Earlier in the week I had readied the seed cell trays, distributing them on tables in the barn and filling them with potting soil.  Yesterday I had resorted the seed packets according to planting time, with those requiring 6-8 weeks of sheltered early start waiting by the door.  Nothing else was allowed on the schedule.  I had no idea if this would be a 15-minute little project, or one that would chew through the better part of the day. 

There is something awe inspiring about sowing of seeds.  I don't mean to make too much of it -- after all, I had done it with reasonable success last year in the sunlight of our townhome's living room window -- it's just that, leaping mentally ahead to the eventual plants in the garden, the seeds seem so tiny, so whispy, so fragile and inauspicious.  Fingering inside the envelope of Brandywine tomato seeds -- one of the heirloom varieties that inspired this project -- I weigh the disparity between the fleshy softball-size fruit to come and this tiny little seed hardly bigger than the period at the end of this sentence.  Amazing.

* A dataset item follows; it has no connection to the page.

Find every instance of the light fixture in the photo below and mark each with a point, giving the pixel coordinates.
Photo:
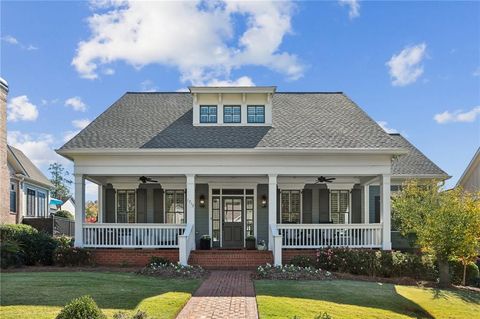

The "blow-by-blow" is hardly worth detailing; marigolds and strawflowers on the aesthetic side, with tomatoes of wild variation and peppers spanning hot to sweet, tomatillos, cabbage, eggplants, kohlrabi, purple onions and a few herbs on the other.  Some are surface sown; others 1/4" deep.  I marked with popsicle sticks, sprinkled with water, and then arranged the flats on the greenhouse shelves beneath lowered and helpfully aimed and timed light fixtures.  Switching on the heater just to give the atmosphere a boost, I smiled, swept the space with my eyes, whispered a prayer, and closed the door.  If anyone is taking notes, it all took a total of 3 hours.

In a few hours, the timer will switch off the suspended lights, and then perhaps all of us can get some sleep.